Pandas Groupby for Data Aggregation

Aniruddha Bhandari Last Updated : 18 Oct, 2024

10 min read

What if I told you that we could derive effective and impactful insights from our dataset in just a few lines of code? That’s the beauty of Python Pandas GroupBy function! I have lost count of the number of times I’ve relied on the Pandas GroupBy function to quickly summarize data and aggregate it in a way that’s easy to interpret

This helps not only when we’re working on a data science project and need quick results but also in hackathons! When time is of the essence (and when is it not?), the GroupBy function in Pandas, particularly the “pandas groupby” method, saves us a ton of effort by delivering super quick results in a matter of seconds. If you are familiar with groups in SQL, this article will be even easier for you to understand!

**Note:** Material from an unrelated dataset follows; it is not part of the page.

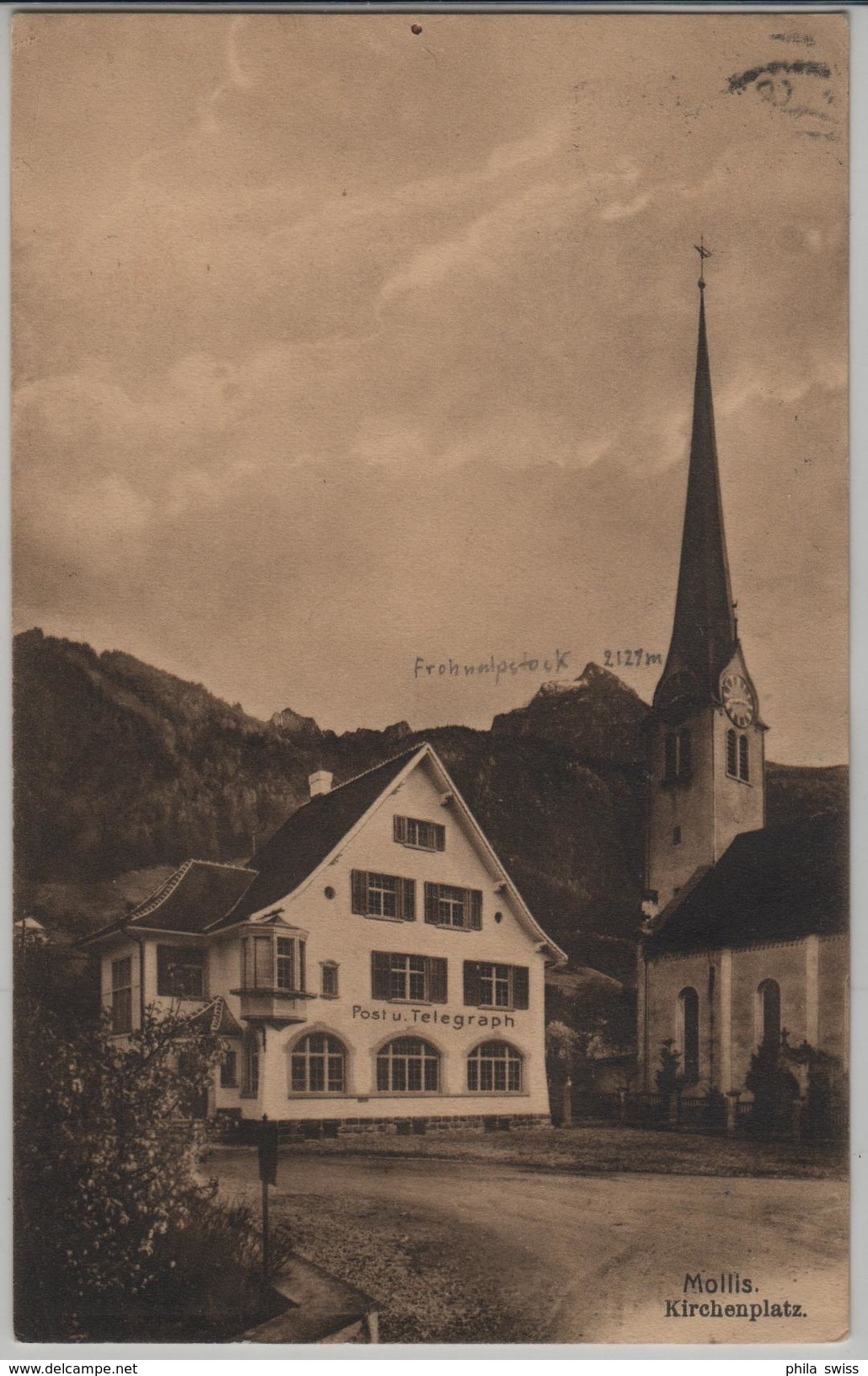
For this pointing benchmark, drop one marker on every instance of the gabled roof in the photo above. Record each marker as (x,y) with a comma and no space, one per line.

Loving GroupBy already? In this tutorial, I will first explain the GroupBy function using an intuitive example before picking up a real-world dataset and implementing GroupBy in Python. Let’s begin aggregating!

In this article, you will learn how to effectively use pandas groupby to organize your data and apply pandas groupby aggregate functions for insightful analysis.

Learning Objectives

Understanding the syntax and functionality of the groupby() method is important for efficient data grouping.
Familiarizing yourself with different types of aggregation functions available in pandas, including sum(), mean(), count(), max(), and min(), is necessary to perform effective data analysis.
Knowing how to apply various aggregation functions to grouped data enables data analysts to extract useful insights from large data sets.

If you’re new to the world of Python and Pandas, you’ve come to the right place. Here are two popular free courses you should check out:

What is the Pandas groupBy Function?
Understanding the Dataset & Problem Statement
First Look at Pandas GroupBy
The Split-Apply-Combine Strategy
Loop Over GroupBy Groups
Applying Functions to GroupBy Groups
Conclusion

What is the Pandas groupBy Function?

The groupby function in Pandas is a tool that helps you organize data into groups based on certain criteria, like the values in a column. This makes it easier to analyze and summarize your data.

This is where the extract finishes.